Das Maul schnappte zu und nahm sich seinen Tribut, doch der aufflammende Schmerz, als die messerscharfen Zähne durch Haut und Knochen sägten, wurde nach nur einem Herzschlag von der Wucht der Magie abgelöst, die in Desiderius` Kopf fuhr und ihn vor Schmerz brüllen ließ. Alles verschwamm, wurde dunkel und von einer undurchdringlichen Schwärze aufgefressen. Doch darauf konnte er sich nicht konzentrieren, in seinem Kopf dröhnte es, als der Dämon ihn durch Zeit und Raum riss. Das Nächste, was er wahrnahm, war der kalte und harte Boden unter ihm. Es war dunkel, es stank und es war klamm. Als er blinzelte, starrte er in die gebrochenen und traurigen Augen einer Sau, die weit über ihm ragte. Ein absurder Gedanke sickerte durch seinen Kopf: Mutter. Eine tiefe Zuneigung überkam ihm und er wollte auf sie zugehen, sie berühren und sich an sie schmiegen, als ihn plötzlich eine riesige Hand packte und hochriss. Vor Schreck kreischte er, seine Mutter quiekte panisch, doch sie wurde immer leiser und leiser, während er davongetragen wurde, auf einen Raum zu, der nach Blut roch.
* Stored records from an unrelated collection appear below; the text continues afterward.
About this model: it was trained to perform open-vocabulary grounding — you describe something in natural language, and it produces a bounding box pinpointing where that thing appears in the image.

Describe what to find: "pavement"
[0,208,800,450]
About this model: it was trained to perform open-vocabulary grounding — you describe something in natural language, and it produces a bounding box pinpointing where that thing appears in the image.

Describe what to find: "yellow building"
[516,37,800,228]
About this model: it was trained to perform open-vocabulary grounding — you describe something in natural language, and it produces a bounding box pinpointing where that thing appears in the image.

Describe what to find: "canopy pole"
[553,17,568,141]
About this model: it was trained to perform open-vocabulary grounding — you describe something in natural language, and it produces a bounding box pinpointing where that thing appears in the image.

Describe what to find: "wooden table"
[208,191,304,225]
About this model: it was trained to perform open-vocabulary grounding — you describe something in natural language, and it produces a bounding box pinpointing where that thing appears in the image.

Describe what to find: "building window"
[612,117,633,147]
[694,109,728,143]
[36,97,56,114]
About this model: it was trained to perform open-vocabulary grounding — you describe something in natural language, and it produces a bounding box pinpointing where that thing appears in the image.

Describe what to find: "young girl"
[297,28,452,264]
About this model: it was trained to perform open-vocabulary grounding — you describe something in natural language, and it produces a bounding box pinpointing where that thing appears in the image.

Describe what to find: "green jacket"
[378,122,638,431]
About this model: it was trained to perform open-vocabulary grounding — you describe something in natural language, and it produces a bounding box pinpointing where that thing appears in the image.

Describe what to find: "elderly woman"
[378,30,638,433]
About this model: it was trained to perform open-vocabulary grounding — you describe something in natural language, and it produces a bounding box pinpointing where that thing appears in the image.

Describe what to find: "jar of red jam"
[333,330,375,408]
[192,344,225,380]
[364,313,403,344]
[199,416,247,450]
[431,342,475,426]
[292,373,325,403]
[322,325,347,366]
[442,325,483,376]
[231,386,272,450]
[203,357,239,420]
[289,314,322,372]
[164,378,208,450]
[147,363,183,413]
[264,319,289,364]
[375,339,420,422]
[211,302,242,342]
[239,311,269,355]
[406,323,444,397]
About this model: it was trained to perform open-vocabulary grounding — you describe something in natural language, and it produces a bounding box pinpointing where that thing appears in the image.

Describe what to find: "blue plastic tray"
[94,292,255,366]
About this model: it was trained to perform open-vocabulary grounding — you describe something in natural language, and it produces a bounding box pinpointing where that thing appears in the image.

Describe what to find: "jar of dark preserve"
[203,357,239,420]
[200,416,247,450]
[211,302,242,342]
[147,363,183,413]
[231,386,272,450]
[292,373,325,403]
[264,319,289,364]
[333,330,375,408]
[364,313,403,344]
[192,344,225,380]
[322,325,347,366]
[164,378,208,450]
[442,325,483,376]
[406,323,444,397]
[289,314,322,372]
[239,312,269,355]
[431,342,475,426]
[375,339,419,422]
Und da wusste er, was ihm blühte. Der Schöpfer würde nichts auslassen, würde ihm nichts ersparen. Desiderius würde jedes Leben leben, sei es noch so kurz und sei es in der Welt der Sterblichen noch so wert- und bedeutungslos. Vom Ferkel, das nur wenige Tage lebte, über den Hirsch im Wald, der von Hunden zu Tode gehetzt wurde, bis hin zum totgeprügelten Hund, der nach einem Kind schnappte, das ihm ständig am Schwanz zog. Und mit jedem Leben mehr, das er durchlitt, wuchs in ihm eine Kühle gegenüber der Völker, wie sie nur ein Gott verspüren konnte.
Schuld und Zeit nagen beide an einem Geist, der stets seine Pflichten vertrödelt. Dabei braucht eine Veränderung nichts weiter als Sterbliche, die den Mut finden, den ersten Schritt zu tun.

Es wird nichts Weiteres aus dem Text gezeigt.